Will the Trade War Truce Boost China's Pork Imports from the US?
Market participants have mixed interpretations of what the current trade truce between the US and China could mean for pork trade between the two countries. We expect some US pork imports into China, but there is uncertainty around how much will be imported, due to weak demand.
China agreed to import a substantial amount of US products from 1 December 2018 to 1 March 2019. Pork was the second-largest US agricultural export product to China before 2018. Given the serious ASF situation in China and the approaching Spring Festival, many people expect pork to be one of the major agricultural goods shipped from the US to China during the truce.
Rabobank expects to see some pork shipments, but we are uncertain as to how large these shipments could be. Overall, Chinese demand for pork is weak at the moment, even with the approaching festivals.
In the south, while prices stay high, there is strong consumer preference for fresh meat rather than frozen meat. Frozen meat can be supplied from the north at present, so imported pork, which is frozen, cannot meet the market needs.
In the north, we believe storage of frozen meat is high, as there is an oversupply of live hogs which cannot be transported, so these have to be slaughtered in the region. The high storage levels are expected to take a few more months to lower, meaning limited additional imports will be needed before the end of the 90-day truce.
Additional imports from the US are possible during the trade truce, but they will reflect political rather than market needs.
African Swine Fever caused a drop in both production and consumption in China
As of 11 December 2018, over 90 cases of African swine fever (ASF) have been reported in China. There is no sign that the disease will stop spreading, despite government measures. With more cases reported in more provinces, live hog transportation continues to be banned in most regions.

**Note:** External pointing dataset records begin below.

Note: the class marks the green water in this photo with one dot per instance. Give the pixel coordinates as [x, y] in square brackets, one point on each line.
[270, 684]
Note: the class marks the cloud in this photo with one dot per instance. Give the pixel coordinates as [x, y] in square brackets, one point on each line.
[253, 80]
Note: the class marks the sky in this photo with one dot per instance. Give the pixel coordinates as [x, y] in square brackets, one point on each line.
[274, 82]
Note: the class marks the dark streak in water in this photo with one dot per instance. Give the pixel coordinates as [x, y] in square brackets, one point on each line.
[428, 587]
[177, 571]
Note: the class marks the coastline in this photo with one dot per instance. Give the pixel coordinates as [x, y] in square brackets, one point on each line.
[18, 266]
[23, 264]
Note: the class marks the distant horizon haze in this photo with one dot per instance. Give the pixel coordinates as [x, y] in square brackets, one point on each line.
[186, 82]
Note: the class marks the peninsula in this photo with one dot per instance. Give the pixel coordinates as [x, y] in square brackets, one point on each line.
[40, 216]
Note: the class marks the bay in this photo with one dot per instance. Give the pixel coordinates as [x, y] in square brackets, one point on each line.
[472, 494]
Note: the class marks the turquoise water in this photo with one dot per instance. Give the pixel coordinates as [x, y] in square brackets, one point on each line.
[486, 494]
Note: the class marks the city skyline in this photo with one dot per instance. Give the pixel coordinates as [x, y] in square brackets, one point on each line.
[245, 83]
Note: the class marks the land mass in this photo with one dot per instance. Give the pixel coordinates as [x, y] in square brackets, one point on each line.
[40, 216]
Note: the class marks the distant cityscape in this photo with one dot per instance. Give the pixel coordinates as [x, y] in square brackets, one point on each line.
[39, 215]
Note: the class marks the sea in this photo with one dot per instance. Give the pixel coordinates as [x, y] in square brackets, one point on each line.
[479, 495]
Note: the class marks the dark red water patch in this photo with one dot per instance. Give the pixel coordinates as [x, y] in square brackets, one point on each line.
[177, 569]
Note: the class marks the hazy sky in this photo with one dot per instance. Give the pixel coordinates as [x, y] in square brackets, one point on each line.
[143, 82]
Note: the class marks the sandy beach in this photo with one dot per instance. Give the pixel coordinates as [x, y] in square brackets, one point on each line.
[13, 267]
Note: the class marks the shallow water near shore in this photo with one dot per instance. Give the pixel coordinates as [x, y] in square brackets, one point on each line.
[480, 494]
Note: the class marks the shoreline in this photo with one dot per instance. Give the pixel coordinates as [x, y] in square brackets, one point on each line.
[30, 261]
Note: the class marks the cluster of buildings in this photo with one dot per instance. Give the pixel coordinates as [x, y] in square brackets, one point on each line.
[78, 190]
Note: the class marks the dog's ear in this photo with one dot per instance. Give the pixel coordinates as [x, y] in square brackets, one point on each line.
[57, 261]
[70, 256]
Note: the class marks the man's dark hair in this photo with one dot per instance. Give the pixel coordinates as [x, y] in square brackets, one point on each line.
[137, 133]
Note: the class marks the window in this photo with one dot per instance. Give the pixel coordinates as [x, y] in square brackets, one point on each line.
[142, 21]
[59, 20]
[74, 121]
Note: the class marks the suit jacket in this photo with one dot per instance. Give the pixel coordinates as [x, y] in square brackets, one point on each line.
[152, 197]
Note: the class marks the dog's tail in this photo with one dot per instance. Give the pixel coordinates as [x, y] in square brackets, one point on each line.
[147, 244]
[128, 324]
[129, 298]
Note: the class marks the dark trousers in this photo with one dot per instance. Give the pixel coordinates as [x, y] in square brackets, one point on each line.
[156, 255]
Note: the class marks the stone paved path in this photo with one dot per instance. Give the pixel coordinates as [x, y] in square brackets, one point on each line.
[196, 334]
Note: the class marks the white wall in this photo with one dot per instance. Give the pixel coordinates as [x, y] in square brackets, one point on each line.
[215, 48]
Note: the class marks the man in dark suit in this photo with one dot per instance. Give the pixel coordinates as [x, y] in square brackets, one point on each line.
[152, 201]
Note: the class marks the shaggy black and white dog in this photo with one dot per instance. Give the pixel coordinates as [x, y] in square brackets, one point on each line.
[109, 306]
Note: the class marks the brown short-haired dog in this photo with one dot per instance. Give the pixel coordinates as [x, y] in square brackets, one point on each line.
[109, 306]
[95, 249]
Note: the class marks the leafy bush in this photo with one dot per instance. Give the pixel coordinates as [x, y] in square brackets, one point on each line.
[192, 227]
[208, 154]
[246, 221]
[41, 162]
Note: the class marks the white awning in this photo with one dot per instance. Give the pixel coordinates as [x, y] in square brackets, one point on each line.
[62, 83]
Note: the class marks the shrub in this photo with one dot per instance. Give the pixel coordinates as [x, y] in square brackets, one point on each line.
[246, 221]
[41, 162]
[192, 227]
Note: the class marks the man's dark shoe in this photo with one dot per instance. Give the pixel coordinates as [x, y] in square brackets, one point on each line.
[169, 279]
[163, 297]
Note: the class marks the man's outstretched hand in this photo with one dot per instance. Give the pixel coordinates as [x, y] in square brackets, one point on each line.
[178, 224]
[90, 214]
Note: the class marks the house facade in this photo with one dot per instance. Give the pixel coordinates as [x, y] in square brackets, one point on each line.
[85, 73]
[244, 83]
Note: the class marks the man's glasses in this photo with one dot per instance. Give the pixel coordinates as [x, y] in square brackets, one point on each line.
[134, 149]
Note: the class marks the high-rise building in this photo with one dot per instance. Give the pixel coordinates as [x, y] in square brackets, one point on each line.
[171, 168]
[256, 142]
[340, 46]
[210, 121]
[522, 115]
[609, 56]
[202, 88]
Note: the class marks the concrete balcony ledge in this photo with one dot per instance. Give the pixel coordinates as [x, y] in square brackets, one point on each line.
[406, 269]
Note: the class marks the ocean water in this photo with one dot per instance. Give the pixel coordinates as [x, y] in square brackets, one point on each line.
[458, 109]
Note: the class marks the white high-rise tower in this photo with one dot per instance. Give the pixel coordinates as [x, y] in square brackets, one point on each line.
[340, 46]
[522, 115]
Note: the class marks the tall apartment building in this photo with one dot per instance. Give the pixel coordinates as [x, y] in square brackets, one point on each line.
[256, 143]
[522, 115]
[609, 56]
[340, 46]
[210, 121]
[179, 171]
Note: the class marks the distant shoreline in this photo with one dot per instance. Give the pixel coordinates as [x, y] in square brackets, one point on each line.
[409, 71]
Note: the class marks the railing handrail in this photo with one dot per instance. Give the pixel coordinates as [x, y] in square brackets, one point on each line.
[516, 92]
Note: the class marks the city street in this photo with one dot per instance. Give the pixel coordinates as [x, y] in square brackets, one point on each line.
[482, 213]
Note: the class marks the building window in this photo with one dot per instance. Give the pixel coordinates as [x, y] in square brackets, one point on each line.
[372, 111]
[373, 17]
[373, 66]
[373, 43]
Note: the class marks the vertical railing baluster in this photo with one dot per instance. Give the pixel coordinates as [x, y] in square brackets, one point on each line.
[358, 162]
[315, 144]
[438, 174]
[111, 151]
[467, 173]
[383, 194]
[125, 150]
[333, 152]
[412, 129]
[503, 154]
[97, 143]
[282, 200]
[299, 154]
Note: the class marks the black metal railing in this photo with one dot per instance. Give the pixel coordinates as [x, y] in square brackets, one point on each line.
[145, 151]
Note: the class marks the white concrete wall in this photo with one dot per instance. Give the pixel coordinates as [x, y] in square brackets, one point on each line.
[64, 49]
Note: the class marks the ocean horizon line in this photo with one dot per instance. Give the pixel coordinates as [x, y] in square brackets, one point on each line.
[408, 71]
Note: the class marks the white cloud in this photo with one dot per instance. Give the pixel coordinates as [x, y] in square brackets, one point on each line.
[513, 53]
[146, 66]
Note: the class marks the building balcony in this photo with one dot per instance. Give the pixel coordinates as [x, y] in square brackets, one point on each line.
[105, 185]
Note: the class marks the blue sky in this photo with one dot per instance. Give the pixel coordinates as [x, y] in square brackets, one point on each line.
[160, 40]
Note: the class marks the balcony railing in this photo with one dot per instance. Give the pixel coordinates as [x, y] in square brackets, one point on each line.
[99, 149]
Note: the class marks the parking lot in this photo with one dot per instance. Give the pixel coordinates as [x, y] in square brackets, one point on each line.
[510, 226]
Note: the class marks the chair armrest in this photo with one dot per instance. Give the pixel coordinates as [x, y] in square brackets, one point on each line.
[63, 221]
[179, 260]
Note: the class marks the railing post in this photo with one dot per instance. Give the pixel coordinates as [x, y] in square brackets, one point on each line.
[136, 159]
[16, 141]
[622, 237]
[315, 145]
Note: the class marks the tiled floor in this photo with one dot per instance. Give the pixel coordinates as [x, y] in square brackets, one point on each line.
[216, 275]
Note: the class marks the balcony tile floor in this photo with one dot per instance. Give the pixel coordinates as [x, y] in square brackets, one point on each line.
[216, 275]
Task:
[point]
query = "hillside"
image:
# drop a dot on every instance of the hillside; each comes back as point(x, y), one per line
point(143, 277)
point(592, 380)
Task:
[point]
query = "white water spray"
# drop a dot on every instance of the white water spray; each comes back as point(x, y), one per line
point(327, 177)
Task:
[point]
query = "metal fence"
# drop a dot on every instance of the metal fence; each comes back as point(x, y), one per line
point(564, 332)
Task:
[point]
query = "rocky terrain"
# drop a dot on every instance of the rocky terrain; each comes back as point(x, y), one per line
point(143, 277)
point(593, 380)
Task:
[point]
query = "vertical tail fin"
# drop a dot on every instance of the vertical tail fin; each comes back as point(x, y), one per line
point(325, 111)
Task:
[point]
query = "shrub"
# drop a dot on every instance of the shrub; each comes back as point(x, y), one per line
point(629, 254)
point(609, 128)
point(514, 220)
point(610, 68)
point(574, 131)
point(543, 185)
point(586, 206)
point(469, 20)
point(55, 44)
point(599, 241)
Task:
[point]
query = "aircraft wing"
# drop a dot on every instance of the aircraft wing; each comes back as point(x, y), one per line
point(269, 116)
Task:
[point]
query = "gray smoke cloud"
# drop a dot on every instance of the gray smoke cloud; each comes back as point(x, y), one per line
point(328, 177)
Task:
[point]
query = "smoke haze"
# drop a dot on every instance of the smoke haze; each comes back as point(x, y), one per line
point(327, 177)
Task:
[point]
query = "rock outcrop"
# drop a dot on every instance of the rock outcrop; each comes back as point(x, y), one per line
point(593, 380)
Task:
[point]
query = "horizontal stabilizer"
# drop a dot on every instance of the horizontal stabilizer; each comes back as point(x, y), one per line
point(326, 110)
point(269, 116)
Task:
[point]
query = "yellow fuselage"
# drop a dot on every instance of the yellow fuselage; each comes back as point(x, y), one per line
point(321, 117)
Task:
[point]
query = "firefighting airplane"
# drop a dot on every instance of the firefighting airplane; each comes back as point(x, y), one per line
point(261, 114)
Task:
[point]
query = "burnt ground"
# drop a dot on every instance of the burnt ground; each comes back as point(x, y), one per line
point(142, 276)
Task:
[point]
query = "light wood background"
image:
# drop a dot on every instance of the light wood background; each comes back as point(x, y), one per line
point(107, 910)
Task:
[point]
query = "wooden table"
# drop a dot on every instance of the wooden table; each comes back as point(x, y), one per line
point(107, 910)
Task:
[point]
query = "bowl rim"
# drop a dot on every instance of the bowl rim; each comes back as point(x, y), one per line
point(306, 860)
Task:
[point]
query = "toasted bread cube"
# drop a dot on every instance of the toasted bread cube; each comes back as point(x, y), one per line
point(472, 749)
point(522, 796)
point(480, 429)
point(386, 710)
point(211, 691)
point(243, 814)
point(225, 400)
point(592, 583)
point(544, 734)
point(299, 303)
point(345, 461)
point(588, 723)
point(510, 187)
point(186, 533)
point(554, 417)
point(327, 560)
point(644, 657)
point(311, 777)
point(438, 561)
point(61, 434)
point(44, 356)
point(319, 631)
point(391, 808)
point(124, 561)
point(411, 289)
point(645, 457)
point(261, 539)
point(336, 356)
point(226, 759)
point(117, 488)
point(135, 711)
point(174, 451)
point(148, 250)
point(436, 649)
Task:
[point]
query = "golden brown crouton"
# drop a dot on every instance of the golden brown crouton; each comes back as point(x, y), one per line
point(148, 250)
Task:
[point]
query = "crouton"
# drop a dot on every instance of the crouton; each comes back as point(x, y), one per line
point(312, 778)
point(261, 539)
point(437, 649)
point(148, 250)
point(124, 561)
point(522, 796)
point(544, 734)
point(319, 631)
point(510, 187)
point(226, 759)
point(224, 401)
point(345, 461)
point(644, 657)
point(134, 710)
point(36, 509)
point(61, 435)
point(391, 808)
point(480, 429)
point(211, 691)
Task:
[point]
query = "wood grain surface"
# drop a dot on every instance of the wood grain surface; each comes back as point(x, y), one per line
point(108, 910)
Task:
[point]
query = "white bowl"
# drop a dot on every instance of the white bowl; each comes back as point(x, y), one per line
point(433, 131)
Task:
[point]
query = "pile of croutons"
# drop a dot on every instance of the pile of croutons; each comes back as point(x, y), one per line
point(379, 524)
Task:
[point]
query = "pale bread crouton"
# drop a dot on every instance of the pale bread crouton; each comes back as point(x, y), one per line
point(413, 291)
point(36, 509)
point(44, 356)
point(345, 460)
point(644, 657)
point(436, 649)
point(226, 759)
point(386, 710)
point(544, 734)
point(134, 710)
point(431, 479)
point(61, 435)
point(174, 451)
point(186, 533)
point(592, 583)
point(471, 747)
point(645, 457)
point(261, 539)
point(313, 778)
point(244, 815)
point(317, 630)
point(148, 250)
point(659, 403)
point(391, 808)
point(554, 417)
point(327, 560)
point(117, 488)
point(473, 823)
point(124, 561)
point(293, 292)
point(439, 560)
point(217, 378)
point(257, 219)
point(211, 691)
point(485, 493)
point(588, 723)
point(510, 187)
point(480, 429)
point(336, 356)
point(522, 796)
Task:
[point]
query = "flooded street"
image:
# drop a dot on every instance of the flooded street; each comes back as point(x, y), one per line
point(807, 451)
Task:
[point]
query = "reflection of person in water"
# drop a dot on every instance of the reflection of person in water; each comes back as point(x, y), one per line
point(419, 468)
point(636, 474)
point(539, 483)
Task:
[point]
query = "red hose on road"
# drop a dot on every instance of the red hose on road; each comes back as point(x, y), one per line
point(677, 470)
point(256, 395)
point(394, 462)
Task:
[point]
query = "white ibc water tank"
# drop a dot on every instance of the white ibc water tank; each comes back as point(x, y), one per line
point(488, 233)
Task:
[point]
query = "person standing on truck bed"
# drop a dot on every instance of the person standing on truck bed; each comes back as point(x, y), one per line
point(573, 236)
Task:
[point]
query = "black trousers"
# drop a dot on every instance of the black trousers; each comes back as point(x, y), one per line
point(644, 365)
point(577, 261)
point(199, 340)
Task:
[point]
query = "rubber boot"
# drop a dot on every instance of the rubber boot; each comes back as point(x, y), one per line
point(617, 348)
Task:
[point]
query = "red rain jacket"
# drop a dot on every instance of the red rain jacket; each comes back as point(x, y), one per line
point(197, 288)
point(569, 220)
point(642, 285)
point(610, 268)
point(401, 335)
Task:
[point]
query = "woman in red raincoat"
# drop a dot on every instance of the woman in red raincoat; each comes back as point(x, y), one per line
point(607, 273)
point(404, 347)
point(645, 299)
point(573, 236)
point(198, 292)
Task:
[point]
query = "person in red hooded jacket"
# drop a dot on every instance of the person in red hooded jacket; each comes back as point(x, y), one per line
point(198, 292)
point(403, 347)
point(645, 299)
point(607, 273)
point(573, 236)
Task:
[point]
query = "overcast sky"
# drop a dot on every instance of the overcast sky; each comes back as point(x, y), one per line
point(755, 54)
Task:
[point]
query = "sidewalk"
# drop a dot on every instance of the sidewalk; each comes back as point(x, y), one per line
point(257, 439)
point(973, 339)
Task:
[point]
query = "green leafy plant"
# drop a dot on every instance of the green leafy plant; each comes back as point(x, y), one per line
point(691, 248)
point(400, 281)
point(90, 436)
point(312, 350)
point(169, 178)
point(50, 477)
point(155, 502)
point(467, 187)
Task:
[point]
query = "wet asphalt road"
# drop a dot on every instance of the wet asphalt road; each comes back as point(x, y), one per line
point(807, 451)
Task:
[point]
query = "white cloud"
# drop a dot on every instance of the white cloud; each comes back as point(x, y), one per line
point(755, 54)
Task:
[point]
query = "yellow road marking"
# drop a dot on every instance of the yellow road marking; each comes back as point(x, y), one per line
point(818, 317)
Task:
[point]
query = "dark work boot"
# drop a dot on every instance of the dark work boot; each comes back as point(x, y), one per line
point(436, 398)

The Chinese hog industry relies on the transportation of live hogs from north to south (see the RaboResearch report Structural Changes in China’s Hog Industry), so the transport ban hit the industry harder than the disease itself. Market developments have become unpredictable, as every new case causes the supply-and-demand relationship in that region to change immediately.
The price difference between north and south China has been widening as a result of the uneven distribution of hogs and slaughtering capacity, as there is surplus in the north and a deficit in the south. Pork prices in some northern and northeast provinces have been lower than production costs for months, while prices in some southern provinces have increased by 50% since the ban on live hog transportation. But piglet prices have dropped by 20% in the north between early August and the end of November. This indicates that replenishment is slow at the moment, as piglets cannot be moved around due to the ban on live hog transportation.
Rabobank’s view is that China will see a big drop in pork production in 2019, along with a drop in pork consumption. How quickly and majorly production and consumption will drop is not certain. Given that the majority of production is based on fragmented, small farms, there is no complete picture of how many sows have been culled due to disease, and more importantly, slaughtered due to decisions to exit the industry. But it is believed that very few farms are liquidating sows at the moment, as the commonly shared view is that next year will see supply shortages and rising pork prices. So all the farms, as long as they remain financially viable, are trying every possible means to keep their sow herds.
Pork consumption has already dropped
Pork consumption has already dropped, with high prices in the south partially responsible for this. Another reason is that people simply want to avoid any food safety risks. We believe there has been a consumption shift from pork to other proteins in all channels, but particularly in group dinning, where public health is a prominent consideration. Prices of live broiler and live duck are rising, as broiler and duck are mainly substitutes for pork at a wholesale level (see Figure 1). Retail prices of beef, sheepmeat, and yellow croaker (one of most widely consumed fish in China) are rising, as they may substitute pork in retail (see Figure 1). Clear price rises for all proteins since the first outbreak of ASF suggests strong substitution of pork by other proteins.
Some people are comparing the current situation with 2016. In 2016, China’s pork production dropped by 4% YOY, or by 2.5 million tonnes, and prices rose 80% YOY, with imports increasing 100% YOY, or by 1.5m tonnes. But in 2016 there were no diseases or food safety concerns, and the economy was stronger than now. This suggests that China’s pork supply gap in 2019 may be smaller than expected.